By the time the lead reaches a sales team, the user has effectively pre-qualified themselves through AI interaction. For businesses drowning in low-quality leads, the model could significantly improve conversion efficiency.
The session also reinforced how tightly interconnected Google’s broader ecosystem has become. While Search remains central to conversions, Google argued that discovery increasingly happens across Youtube, Gemini, Chrome and AI-powered browsing experiences simultaneously. According to the company, 93 per cent of Indian consumers oscillate between Google and Youtube during their brand discovery journeys. That means brands can no longer treat search and video as isolated marketing silos. Discovery, recommendation and conversion are increasingly blending into a single AI-enhanced ecosystem.
By the end of the masterclass, one thing had become unmistakably clear, Google no longer views search as a list of blue links. It increasingly sees search as an intelligent assistant capable of understanding context, predicting intent, answering questions, generating recommendations and even facilitating transactions.

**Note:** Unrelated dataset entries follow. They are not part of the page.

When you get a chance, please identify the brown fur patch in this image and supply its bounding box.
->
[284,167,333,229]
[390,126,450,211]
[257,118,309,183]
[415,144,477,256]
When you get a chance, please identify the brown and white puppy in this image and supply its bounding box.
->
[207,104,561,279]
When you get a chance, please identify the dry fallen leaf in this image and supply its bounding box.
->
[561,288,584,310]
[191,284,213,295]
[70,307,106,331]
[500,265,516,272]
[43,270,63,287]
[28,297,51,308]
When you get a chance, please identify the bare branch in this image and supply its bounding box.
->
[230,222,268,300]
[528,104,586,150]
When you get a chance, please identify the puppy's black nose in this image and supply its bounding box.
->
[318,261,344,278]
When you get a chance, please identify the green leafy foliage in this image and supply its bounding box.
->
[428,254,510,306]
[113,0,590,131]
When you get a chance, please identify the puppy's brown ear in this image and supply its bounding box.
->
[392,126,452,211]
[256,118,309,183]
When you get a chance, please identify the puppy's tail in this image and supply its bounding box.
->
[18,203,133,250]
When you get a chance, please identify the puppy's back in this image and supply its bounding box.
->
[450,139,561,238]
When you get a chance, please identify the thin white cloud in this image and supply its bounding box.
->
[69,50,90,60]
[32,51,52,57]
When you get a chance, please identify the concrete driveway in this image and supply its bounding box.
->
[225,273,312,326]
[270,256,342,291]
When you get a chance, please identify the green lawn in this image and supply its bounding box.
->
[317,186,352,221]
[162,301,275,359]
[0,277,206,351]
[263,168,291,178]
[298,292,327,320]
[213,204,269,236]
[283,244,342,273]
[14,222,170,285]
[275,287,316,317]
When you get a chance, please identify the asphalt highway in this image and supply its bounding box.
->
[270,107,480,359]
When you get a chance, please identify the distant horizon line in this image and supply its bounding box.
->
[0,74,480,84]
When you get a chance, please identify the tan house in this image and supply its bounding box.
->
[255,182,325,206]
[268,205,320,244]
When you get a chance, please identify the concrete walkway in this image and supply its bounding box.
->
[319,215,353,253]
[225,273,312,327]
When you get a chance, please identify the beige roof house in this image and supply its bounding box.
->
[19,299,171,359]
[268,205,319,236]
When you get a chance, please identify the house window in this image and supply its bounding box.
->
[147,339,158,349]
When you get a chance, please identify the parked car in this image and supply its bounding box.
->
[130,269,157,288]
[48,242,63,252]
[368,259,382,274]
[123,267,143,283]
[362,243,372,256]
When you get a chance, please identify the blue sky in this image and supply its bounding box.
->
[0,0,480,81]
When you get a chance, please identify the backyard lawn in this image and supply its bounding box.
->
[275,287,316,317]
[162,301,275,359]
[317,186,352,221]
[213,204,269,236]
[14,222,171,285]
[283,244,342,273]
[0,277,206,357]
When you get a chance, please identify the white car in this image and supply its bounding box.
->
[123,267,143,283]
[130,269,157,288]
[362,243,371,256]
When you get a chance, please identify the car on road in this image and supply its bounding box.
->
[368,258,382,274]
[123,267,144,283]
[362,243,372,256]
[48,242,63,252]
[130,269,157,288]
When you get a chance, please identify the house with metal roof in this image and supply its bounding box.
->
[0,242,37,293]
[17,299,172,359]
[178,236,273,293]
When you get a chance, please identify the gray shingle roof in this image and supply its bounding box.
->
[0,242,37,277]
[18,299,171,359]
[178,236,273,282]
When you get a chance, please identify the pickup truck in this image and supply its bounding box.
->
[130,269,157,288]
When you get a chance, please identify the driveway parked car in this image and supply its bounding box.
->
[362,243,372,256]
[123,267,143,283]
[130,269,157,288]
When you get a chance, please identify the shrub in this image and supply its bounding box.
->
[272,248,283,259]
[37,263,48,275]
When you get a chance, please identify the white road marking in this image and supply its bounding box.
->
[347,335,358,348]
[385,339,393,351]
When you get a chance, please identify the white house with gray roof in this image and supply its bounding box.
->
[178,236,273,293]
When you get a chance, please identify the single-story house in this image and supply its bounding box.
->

For marketers, that transformation could be both exhilarating and unsettling. The rules are changing quickly. Keywords are losing dominance. AI-generated conversations are becoming discovery layers. Ads are evolving into contextual answers. And websites are being evaluated less like technical assets and more like knowledge systems.
At Goafest 2026, Google’s message landed with the force of a browser refresh. The future of search, it seems, is not waiting for marketers to catch up. It is already typing the next query.